Things get even worse. operator[] returns a reference: basically a sugary pointer. You can read from it or write to it. Or you can be a jerk and just hang onto it:

string original = "hello";
char & ref = original[0];
string clone = original;
ref = 'y';

In case that's not clear, we made a string, stashed away a reference to the first character, copied the string, and then wrote to the string's guts. The write is just a normal store to a memory location, so the poor string is caught completely unaware. If the copy-on-write were naive, then we would have modified both the original and the copy.

Oh man, is that evil. But the string's got to be paranoid and guard against it anyways - in fact, the C++ standard explicitly calls out this case as something that has to work! In other words, when you get a reference to a char inside a string, the string is tainted. It can never participate in copy-on-write again, because you just might have stashed away the internal pointer it handed back, and write into the string as a completely unexpected time.

Of course you know better than to hang onto internal pointers. You probably don't need this feature. But you pay for it anyways:

#include <string>
using std::string;
int main(void) {
    string the_base(1024 * 1024 * 10, 'x');
    the_base[0];
    for (int i = 0; i < 100; i++) {
        string the_copy = the_base;
    }
}

This takes the 2.5 seconds. Just one silly read wrecked all of the COW machinery for all the future copies. You're paying for writes that never come!

Could the C++ standard have fixed this? Sure - the C++ standard goes into great detail about when iterators and references into strings are invalidated, and all it would have taken would be to add the copy constructor and operator=() to the list of reference-invalidating functions (section 23.1.5, for those who are following along in the standard). A second option would have been to declare that operator=() invalidates existing references for writing, but not for reading. But the standards committee preferred simplicity, convenience and safety to performance - uncharacteristically, if you'll forgive a smidgen of editorializing.

If you call a reference-invalidating function, you can, in principle, get back in the COW fast lane. Although GNU STL does not take advantage of this in all cases, it does when resizing strings:

#include <string>
using std::string;
int main(void) {
    string the_base(1024 * 1024 * 10, 'x');
    the_base[0];
    the_base.push_back('x');
    for (int i = 0; i < 100; i++) {
        string the_copy = the_base;
    }
}

Allowing the string to modify itself allowed it to know that any previous references were invalidated. We're fast again! It's called a COW, and it's not about to blow it now.

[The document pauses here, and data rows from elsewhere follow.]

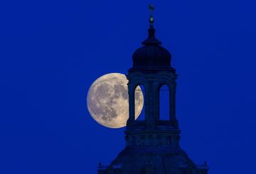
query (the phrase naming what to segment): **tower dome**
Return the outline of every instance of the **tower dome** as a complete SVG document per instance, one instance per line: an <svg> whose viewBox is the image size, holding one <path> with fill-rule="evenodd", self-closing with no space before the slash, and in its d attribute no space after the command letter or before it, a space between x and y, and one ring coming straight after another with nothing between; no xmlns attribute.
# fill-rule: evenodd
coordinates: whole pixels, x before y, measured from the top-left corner
<svg viewBox="0 0 256 174"><path fill-rule="evenodd" d="M171 54L155 37L155 29L150 25L148 38L142 42L132 56L133 69L171 68Z"/></svg>

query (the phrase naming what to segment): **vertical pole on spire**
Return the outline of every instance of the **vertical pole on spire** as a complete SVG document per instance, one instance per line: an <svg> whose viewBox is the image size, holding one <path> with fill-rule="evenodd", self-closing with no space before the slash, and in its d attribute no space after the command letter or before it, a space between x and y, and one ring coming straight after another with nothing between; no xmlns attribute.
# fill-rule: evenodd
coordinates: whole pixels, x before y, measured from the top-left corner
<svg viewBox="0 0 256 174"><path fill-rule="evenodd" d="M152 4L150 4L149 5L149 9L150 11L150 17L149 17L150 27L153 27L153 23L154 23L153 11L154 9L154 7Z"/></svg>

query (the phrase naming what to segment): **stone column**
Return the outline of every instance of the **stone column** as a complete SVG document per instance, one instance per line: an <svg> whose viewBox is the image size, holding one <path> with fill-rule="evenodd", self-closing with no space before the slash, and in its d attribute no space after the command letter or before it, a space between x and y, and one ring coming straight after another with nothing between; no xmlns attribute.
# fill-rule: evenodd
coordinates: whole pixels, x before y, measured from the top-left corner
<svg viewBox="0 0 256 174"><path fill-rule="evenodd" d="M135 120L134 90L135 88L132 88L131 85L128 85L129 118L127 123L127 127L129 127Z"/></svg>
<svg viewBox="0 0 256 174"><path fill-rule="evenodd" d="M148 82L148 86L146 89L146 124L149 129L153 129L156 126L156 115L155 110L155 98L156 91L154 91L154 84L152 81Z"/></svg>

The moral is that you should avoid using operator[], the at() function, iterators, etc. to read from a non-const string - especially a long string - if it may be copied in the future. If you do use these functions, you risk paying for a write that you don't make, and for hanging onto an internal pointer that you released. Unfortunately, there's no good function for just reading from a non-const string. You can do it by adding a crazy cast:

#include <string>
using std::string;
int main(void) {
	string the_base(1024 * 1024 * 10, 'x');
	const_cast<const string &>(the_base)[0];
	for (int i = 0; i < 100; i++) {
		string the_copy = the_base;
	}
}

This hits the fast path too.

Scene. I hope you enjoyed this post. As usual the point is not to rag on C++, but to explore aspects of its design that, for whatever reason, tilt a tradeoff away from performance.